Calculating ROC-AUC, Accuracy, and F1 scores
from sklearn.metrics import roc_auc_score, accuracy_score, classification_report
# Evaluate the best model on the test set
y_test_vector = [y_test[:, 0], y_test[:, 1]]
converted_y_pred = [
(np.array(y_pred[0]) >= 0.5).astype(int),
(np.array(y_pred[1]) >= 0.5).astype(int),
]
# Calculate ROC-AUC score for each output
roc_auc_adhd = roc_auc_score(y_test_vector[0], converted_y_pred[0])
roc_auc_sex = roc_auc_score(y_test_vector[1], converted_y_pred[1])
# Report the ROC-AUC score on the test set
print("ROC-AUC Score on Test Set (ADHD):", roc_auc_adhd)
print("ROC-AUC Score on Test Set (Sex):", roc_auc_sex)
# Calculate accuracy for each output
accuracy_adhd = accuracy_score(y_test_vector[0], converted_y_pred[0])
accuracy_sex = accuracy_score(y_test_vector[1], converted_y_pred[1])
# Report the accuracy on the test set
print("Accuracy Score on Test Set (ADHD):", accuracy_adhd)
print("Accuracy Score on Test Set (Sex):", accuracy_sex)
# Print classification report for each output
print("")
print("Classification Report (ADHD):")
print(classification_report(y_test_vector[0], converted_y_pred[0], zero_division=True))
print("Classification Report (Sex):")
print(classification_report(y_test_vector[1], converted_y_pred[1], zero_division=True))
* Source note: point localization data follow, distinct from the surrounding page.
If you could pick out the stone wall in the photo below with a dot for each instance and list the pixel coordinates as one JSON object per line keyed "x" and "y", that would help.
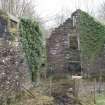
{"x": 60, "y": 53}
{"x": 14, "y": 74}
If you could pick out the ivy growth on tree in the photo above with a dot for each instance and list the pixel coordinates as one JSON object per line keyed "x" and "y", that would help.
{"x": 92, "y": 35}
{"x": 31, "y": 38}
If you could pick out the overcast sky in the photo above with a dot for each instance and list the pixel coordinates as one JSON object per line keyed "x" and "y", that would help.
{"x": 47, "y": 9}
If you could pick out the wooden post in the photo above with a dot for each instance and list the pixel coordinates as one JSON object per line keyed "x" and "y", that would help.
{"x": 50, "y": 92}
{"x": 94, "y": 92}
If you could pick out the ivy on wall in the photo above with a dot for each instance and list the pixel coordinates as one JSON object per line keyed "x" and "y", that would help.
{"x": 92, "y": 35}
{"x": 31, "y": 38}
{"x": 4, "y": 15}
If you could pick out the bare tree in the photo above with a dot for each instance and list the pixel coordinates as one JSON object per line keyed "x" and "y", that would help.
{"x": 18, "y": 7}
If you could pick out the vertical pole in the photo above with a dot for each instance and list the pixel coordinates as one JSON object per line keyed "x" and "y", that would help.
{"x": 94, "y": 93}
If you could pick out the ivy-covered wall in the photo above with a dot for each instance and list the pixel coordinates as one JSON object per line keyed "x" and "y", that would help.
{"x": 92, "y": 39}
{"x": 92, "y": 35}
{"x": 31, "y": 38}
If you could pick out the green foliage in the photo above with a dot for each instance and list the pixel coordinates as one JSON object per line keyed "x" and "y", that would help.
{"x": 100, "y": 99}
{"x": 92, "y": 35}
{"x": 4, "y": 15}
{"x": 31, "y": 38}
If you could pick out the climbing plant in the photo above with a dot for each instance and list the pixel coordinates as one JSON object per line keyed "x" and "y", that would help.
{"x": 31, "y": 38}
{"x": 92, "y": 35}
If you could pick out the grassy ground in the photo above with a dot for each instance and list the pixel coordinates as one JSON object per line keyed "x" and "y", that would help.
{"x": 100, "y": 99}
ROC-AUC Score on Test Set (ADHD): 0.7675438596491229
ROC-AUC Score on Test Set (Sex): 0.6022875816993463
Accuracy Score on Test Set (ADHD): 0.7860082304526749
Accuracy Score on Test Set (Sex): 0.6172839506172839
Classification Report (ADHD):
precision recall f1-score support
0.0 0.62 0.72 0.67 72
1.0 0.87 0.81 0.84 171
accuracy 0.79 243
macro avg 0.75 0.77 0.75 243
weighted avg 0.80 0.79 0.79 243
Classification Report (Sex):
precision recall f1-score support
0.0 0.71 0.66 0.68 153
1.0 0.49 0.54 0.51 90
accuracy 0.62 243
macro avg 0.60 0.60 0.60 243
weighted avg 0.63 0.62 0.62 243
^ Not satisfactory
Submission to Kaggle
Unsurprisingly, the F1-score on the test set is only 0.3+ :')))
Most probable reason: Classification for Sex_F is not good enough, pulling down the average F1 score.
Other Findings and Next Steps
- My teammate Godson has discovered that PCA and K-fold cross validation seem to harm the F1-score, not improve it.
- Godson also introduced me to
LazyClassifier
. It evaluates a bunch of different models at once so you don't have to manually build the pipelines for each model. Sex_F has been very hard to predict; the highest scores came from RidgeClassifier (a model that is generally robust to class imbalances), but even then, the training F1-score was only 0.71.
My intended next steps:
- Try more models! I'm currently trying the deep autoencoder. Getting NaN loss values at the moment, but I'll figure it out.
- Prof Watson (my advisor) has suggested creating a balanced dataset and using it for training.